My Vox - AI Powered Voice Cloning

CASE STUDY

AI-based web application for singing voice conversion

Terzetto Labs is a web3 and AI service provider firm striving to make life easier for the average daily user in the tech world. A client seeking to launch a web app that could convert users' voices into other singers' vocals using AI-trained models approached the team. The main goal was to provide a seamless user experience, allowing users to easily access and use the AI models through a web interface. An additional feature for song sharing on platforms like Spotify, from which users could gain an audience and earn revenue, was also required. An on-demand GPU implementation approach was utilized by the team to create an impactful yet seamless experience for the users.

The Client

The client was a tech enthusiast couple who wanted to create a difference in the lives of daily users who want to create and improve their vocals using AI tuning in the best way possible. They have a deep passion for music and also like to sing indie songs which motivated them to build such an app where users can earn money based on their subscribers. The early deployment of the app helped the client to enjoy the first mover advantage with high network accessibility.

Potential Challenges

The main potential challenge was to host the trained AI model on standard web servers, without causing any latency and inference issues. However, this was a difficult task to achieve as standard servers are not meant to host such heavy computations due to the inherent limitations.
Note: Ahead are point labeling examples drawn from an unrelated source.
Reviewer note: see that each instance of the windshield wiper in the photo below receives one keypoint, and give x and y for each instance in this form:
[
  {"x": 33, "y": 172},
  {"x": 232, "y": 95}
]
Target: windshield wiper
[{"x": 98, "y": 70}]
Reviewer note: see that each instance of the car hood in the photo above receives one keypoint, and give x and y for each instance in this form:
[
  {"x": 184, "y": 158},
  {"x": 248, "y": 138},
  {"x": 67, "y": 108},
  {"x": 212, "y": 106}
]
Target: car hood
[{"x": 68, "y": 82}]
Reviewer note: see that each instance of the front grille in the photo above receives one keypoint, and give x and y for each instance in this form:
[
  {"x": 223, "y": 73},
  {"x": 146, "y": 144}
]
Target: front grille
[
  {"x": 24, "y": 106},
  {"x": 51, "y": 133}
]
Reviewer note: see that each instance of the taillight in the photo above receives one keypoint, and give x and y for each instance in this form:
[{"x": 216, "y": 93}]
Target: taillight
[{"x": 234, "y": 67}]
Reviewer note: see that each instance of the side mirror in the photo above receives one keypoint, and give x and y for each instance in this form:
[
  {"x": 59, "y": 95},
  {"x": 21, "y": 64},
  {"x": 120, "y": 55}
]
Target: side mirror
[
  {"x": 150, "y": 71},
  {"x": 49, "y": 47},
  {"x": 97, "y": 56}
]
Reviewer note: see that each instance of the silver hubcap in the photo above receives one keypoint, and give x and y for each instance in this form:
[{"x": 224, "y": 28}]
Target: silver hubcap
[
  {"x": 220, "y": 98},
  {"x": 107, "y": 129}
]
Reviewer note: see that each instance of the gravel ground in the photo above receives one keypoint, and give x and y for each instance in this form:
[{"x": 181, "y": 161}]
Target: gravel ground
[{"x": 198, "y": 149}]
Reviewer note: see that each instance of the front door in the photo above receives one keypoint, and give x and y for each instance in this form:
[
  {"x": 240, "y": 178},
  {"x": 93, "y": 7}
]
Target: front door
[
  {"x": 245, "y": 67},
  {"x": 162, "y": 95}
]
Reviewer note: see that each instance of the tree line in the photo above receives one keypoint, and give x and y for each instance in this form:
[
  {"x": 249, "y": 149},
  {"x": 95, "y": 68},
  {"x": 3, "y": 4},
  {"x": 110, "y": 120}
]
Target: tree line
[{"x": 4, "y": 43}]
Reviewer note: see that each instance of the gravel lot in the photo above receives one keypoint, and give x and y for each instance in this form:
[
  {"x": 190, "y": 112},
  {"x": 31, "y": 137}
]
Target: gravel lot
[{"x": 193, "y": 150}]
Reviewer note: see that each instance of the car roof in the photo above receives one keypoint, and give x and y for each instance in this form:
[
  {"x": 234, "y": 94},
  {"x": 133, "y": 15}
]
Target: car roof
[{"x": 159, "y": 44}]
Soon, during development it became quite evident that the model's performance was suboptimal due to insufficient computational resources. The limits of CPU processing were frequently being hit even with the simple matrix calculations for the neural network.
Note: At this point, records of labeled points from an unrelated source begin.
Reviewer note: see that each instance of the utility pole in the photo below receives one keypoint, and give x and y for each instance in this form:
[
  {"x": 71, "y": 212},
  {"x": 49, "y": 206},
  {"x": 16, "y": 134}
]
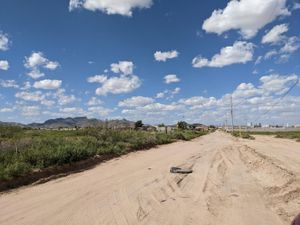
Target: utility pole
[{"x": 231, "y": 112}]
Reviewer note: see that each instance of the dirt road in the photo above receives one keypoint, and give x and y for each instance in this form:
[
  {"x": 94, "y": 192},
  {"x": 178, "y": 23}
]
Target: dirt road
[{"x": 235, "y": 182}]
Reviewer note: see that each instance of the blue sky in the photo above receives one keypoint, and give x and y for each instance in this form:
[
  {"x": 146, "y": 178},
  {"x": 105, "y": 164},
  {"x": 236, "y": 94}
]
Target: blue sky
[{"x": 155, "y": 60}]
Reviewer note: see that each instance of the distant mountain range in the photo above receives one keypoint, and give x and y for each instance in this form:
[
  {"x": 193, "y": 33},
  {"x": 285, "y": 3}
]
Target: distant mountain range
[{"x": 76, "y": 122}]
Performance Issues with AI Models on CPU Web Servers

01
Low Latency

Real-time voice conversion required instant processing, but CPU-based servers introduced delays. Optimizing inference time was essential for a seamless experience.

02
Poor Performance of AI model

Limited computational power on CPUs led to slow model performance, making conversion times impractically long and reducing overall efficiency.

03
Computationally Extensive

AI models required heavy processing for deep learning computations. Standard web servers struggled with these workloads, causing frequent performance bottlenecks.

04
Bandwidth Bottlenecks

Handling large audio files and AI-generated outputs efficiently was critical. High data transfer rates could slow performance and affect responsiveness.

05
Parallel Optimization

CPUs lacked the ability to efficiently run AI models in parallel, leading to slow execution times. A better infrastructure was needed to handle multiple tasks simultaneously.

06
Bad User Experience

Delays, buffering, and slow interactions frustrated users. Optimizing both backend processing and frontend responsiveness was crucial for a smooth experience.

Integration Complexity

Therefore, a need was identified for a hardware accelerator or GPU service to perform parallel processing while maintaining system latency and scalability. Acknowledging the challenges and limitations of hosting AI models on traditional web servers, comprehensive in-depth research was conducted on the optimization and intricacies of AI models on CPUs. The aim was to find a cost-effective and scalable solution that could handle peak loads without compromising performance.

Terzetto Labs Solution

At first, a detailed discussion was conducted with the client to understand their vision and requirements. Intensive research was later carried out to identify the best practices for hosting AI models and optimizing performance. After careful consideration, an on-demand GPU service was identified that provided the necessary computational power in an economical manner.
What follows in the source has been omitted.